/i/Siyaset

Saygı Çerçevesinde Özgür Siyaset Platformu
  1. 1.
    +1
    Lozan Belgesi: Türkiye'nin Varoluş Belgesidir

    24 Temmuz 1923:
    Lozan Barış Antlaşması'nın imzalandığı gün...
    24 Temmuz 2015:
    Lozan Barış Antlaşması'nın tam 92. Yılı...
    Aradan tam 92 yıl geçmiş...
    24 Temmuz 1923 tarihinde savaş yorgunu o yoksul Türkiye, bütün emperyalist dünyaya kafa tuttuğu zorlu bir savaşı kazandığının belgesini, uluslararası bir antlaşma yaparak eline almıştı.
    Bütün dünya onun başarısına şapka çıkarmıştı.
    O, güçsüz ve ezilen öteki ülkeler için umut kaynağıydı.
    Emperyalizm onun karşısında diz çökmüş, ezilenlerin bağımsızlık arzusu ve iradesi onun başarısıyla şahlanmıştı.,
    Artık yeni bir dünya kuruluyordu ve bu dünyanın öncüsü, 11 milyonluk bu yoksul ülkeydi.
    Ulus devlet onun güvence altına aldığı yeni sınırlarla gövdesine kavuşuyor, kapitülasyonlar sarmalı kırılıp dağıtılıyor; azınlıklar sorunu çözülüyordu.
    Savaşın yarattığı o karanlık ve soğuk iklimden çıkılıyor, barışın yarattığı güneş, sıcak ve aydınlık ışınlarıyla, bütün yurt düzeyini aydınlatıyor; üzgün ve umutsuz çehrelerde yeniden gülücükler beliriyordu.
    Ya 92 yıl sonra?
    11 Milyonluk o yoksul Türkiye geçen süre içinde 80 milyonluk dev bir ülke haline geldi.

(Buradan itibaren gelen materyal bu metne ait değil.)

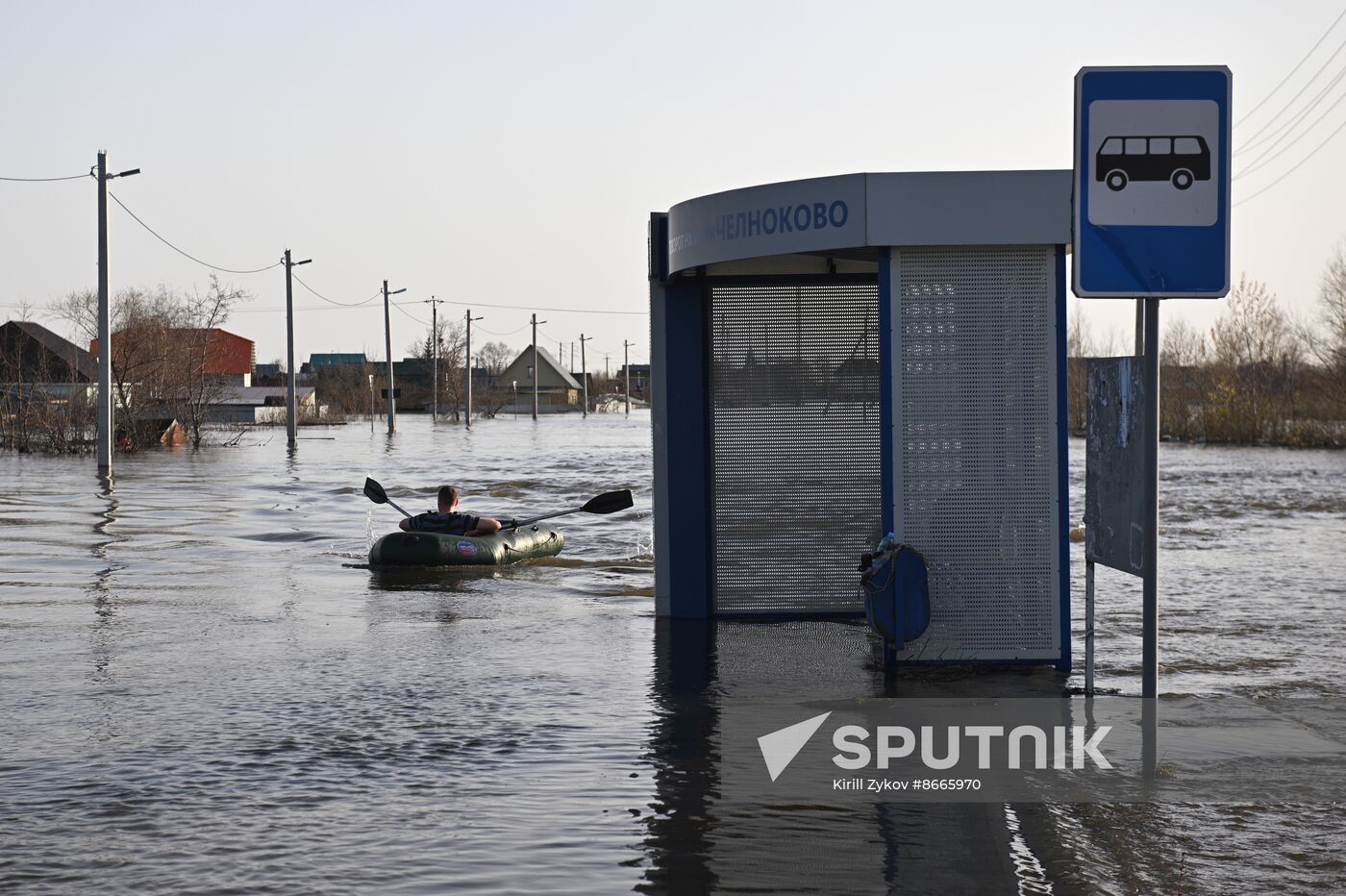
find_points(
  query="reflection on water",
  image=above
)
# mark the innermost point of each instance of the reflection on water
(208, 687)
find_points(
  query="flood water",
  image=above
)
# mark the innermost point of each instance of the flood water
(206, 690)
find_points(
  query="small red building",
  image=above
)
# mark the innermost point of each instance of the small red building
(226, 354)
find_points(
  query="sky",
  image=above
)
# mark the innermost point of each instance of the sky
(505, 157)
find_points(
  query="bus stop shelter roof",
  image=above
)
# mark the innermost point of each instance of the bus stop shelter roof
(863, 211)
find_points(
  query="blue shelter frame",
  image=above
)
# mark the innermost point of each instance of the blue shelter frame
(919, 311)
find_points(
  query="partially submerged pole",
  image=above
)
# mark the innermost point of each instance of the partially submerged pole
(1150, 602)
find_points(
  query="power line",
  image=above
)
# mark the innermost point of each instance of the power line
(1262, 161)
(1298, 64)
(1298, 94)
(424, 323)
(179, 250)
(47, 179)
(578, 311)
(502, 334)
(1285, 130)
(1295, 167)
(343, 304)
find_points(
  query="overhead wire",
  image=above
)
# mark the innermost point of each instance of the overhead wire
(179, 250)
(1283, 131)
(1262, 161)
(1298, 64)
(424, 323)
(1342, 125)
(480, 329)
(1298, 94)
(578, 311)
(49, 179)
(343, 304)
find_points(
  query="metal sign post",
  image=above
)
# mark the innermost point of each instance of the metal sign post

    Ancak o ülke, tarihinin hiç bir döneminde görülmediği ölçüde büyük tehlikelerle karşı karşıya...
    Basiretsiz yönetimler sonucu, ülke ayrışmanın büyük dalgaları altında, Lozan'da elde ettiği birlik ve bütünlüğünü yitirme noktasına gelmiştir.

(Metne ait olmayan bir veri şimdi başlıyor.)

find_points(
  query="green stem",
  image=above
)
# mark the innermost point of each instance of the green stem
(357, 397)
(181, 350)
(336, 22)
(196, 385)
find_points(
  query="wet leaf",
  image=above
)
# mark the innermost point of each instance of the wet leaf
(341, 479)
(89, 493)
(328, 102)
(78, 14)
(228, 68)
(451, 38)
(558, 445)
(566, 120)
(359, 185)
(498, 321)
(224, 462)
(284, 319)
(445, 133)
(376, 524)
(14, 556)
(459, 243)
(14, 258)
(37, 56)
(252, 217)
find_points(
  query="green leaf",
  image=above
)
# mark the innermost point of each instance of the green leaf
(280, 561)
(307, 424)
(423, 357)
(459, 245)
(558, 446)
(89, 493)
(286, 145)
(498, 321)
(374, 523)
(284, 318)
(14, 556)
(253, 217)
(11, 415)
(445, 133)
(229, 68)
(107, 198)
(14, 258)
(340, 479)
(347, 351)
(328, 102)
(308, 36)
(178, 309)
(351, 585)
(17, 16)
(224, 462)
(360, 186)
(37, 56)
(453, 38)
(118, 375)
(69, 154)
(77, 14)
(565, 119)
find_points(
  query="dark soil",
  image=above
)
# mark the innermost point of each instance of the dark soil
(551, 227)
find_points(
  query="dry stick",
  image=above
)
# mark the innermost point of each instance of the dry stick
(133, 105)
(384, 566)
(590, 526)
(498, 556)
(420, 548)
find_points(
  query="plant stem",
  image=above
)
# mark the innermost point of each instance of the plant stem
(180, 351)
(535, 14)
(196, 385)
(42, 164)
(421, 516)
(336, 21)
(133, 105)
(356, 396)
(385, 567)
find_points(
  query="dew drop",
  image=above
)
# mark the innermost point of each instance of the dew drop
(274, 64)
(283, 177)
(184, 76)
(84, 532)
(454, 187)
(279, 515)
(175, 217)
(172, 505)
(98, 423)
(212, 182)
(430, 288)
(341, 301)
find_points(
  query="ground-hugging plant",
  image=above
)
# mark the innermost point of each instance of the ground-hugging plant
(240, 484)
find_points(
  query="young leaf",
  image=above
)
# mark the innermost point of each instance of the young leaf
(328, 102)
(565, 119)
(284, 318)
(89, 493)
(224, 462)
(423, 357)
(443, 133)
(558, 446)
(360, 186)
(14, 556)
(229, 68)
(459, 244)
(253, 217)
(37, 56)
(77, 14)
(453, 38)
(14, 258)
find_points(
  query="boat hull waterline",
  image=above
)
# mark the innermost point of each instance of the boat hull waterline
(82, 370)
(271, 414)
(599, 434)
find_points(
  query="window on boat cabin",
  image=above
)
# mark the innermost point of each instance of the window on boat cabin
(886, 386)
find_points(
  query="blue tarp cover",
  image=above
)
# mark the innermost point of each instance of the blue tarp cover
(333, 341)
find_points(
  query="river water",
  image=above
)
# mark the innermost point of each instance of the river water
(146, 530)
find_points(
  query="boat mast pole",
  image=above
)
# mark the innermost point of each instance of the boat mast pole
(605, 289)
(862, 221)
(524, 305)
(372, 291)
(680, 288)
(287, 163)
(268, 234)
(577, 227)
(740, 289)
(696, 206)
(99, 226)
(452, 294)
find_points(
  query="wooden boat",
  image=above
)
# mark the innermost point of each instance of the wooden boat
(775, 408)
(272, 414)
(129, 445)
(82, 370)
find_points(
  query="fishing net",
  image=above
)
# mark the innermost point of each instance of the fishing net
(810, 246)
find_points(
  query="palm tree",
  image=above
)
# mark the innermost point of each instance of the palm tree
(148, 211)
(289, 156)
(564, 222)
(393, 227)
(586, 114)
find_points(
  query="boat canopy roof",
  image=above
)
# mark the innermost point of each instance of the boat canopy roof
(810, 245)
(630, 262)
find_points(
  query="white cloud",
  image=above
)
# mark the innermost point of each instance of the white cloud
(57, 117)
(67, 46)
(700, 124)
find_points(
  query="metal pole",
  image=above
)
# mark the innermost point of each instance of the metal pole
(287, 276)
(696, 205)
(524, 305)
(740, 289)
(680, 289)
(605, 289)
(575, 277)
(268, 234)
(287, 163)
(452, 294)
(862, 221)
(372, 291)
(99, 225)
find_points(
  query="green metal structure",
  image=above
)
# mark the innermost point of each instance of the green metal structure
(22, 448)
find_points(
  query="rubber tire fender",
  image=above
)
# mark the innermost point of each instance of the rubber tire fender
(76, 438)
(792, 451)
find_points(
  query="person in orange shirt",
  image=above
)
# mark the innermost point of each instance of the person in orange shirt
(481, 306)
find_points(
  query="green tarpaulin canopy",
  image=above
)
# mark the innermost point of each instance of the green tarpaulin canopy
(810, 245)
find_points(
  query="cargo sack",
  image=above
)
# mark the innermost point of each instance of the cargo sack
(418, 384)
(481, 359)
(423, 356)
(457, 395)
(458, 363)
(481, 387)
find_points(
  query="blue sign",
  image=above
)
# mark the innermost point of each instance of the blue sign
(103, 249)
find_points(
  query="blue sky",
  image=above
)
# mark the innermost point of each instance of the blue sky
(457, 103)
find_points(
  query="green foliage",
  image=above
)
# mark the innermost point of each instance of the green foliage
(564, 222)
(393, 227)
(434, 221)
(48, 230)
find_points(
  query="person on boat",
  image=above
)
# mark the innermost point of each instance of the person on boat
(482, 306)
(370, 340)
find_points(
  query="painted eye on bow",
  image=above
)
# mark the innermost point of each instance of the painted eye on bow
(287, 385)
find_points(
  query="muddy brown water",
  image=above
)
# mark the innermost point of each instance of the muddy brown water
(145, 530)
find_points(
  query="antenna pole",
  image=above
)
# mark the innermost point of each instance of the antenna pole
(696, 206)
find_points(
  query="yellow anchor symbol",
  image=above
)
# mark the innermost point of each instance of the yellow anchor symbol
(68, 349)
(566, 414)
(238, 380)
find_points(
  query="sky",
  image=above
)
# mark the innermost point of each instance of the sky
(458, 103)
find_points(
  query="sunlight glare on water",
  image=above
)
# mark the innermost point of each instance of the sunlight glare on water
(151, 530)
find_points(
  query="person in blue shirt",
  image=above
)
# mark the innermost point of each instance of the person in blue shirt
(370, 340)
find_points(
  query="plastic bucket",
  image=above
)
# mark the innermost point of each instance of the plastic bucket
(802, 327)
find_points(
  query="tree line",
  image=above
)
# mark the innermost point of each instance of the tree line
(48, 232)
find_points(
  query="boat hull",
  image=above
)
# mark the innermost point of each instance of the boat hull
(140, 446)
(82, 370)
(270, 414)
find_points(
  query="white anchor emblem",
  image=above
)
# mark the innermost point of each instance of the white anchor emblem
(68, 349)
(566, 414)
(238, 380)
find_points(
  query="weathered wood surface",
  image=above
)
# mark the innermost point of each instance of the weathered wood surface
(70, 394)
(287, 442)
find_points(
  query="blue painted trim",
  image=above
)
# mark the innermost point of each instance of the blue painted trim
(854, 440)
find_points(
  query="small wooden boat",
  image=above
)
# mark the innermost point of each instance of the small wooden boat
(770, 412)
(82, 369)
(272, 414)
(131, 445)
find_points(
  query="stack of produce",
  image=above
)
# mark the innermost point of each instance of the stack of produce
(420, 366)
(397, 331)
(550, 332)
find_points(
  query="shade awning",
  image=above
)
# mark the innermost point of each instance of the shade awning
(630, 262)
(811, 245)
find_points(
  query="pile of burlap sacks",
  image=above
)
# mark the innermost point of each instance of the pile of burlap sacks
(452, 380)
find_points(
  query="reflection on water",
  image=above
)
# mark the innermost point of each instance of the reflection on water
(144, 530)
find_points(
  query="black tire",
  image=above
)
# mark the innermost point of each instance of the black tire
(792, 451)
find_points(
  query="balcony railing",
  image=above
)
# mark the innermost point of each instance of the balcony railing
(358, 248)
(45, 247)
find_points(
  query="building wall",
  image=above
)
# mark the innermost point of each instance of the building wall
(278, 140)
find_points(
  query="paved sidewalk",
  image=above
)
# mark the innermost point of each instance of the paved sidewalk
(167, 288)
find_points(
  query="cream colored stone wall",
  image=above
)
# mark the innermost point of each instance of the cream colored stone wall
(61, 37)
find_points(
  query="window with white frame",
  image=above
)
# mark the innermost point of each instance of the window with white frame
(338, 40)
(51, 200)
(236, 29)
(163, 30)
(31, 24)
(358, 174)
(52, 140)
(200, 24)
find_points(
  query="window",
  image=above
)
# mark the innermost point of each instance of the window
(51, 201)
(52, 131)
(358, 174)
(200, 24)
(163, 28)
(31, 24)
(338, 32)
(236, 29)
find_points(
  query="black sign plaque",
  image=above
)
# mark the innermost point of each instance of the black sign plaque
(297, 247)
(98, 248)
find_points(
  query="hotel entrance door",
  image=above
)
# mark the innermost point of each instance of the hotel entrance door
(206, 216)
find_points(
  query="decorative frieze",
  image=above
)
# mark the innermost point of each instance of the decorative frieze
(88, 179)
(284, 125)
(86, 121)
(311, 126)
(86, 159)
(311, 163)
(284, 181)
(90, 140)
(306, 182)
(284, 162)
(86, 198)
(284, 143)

    Borç dağı aşmış, üretmeden tüketen bir toplum yaratılmıştır.
    Dış politikada ülke yalnızdır ve adına BOP denilen emperyalist canavarın hedefi halindedir.
    Toplumsal ayrışma etnik milliyetçilik mikrobunun yol açtığı enfeksiyonla, en ateşli evresine ulaşmıştır.
    Tek güvence ulusun sağ duyusu ve aklı selimidir.
    Lozan'da elde edilen tam bağımsızlık, bugün adından söz bile edilemeyecek bir rüya haline gelmiştir.
    Ulus umutsuz ve gelecek kaygısı içindedir.
    Yurtseverlerin içindeki kıpırtı bu nedenle çok değerli ve anlamlıdır.
    Ayrışma, bölünme ve dağılma "mozaik yapı" safsatasıyla sanki bir demokratijleşme diye yutturuluyor, başta silahlı kuvvetler ılmak üzere uludun zinde güçleri bölücülerin ve yabancı istihbarat örgütlerinin hedefi haline getirilmştir.
    Bu yurda ve uluda indirilen en büyük darbedir.
    Bunu tarih böyle yazacaktır.
    Ulusal birlik ve bütünlüğün yeniden güç kazanacağı pgibolojik bir iklime gereksinim vardır.
    Bölünmeyi demokrasi diye dayatan yeni emperyalist dalgalara ulus ancak, ulusal birlik ve bütünlük ile ulusal politikalarla karşı durabilir.
    Bunu görmemek en büyük aymazlık, tarihe ve ulusa karşı ihanettir.
    Lozan, Cumhuriyet ilan edildiğinde bu ülkede bayram olarak kutlanıyordu.
    Bugün, bilinçli olarak adından bile neredeyse söz edilmiyor.
    Söz edilse de onun tarihi başarısı ve anlamı göz ardı edilmeye çalışılıyor.
    Ancak unutmayalım:
    Lozan'dan verilecek tavizler ve ona vurulacak darbeler, yıkılış ve parçalanmaya doğru yönelmek anldıbına gelmektedir.
    O nedenle Lozan'ı yaşatmak, her yurtseverin tarihi görevidir.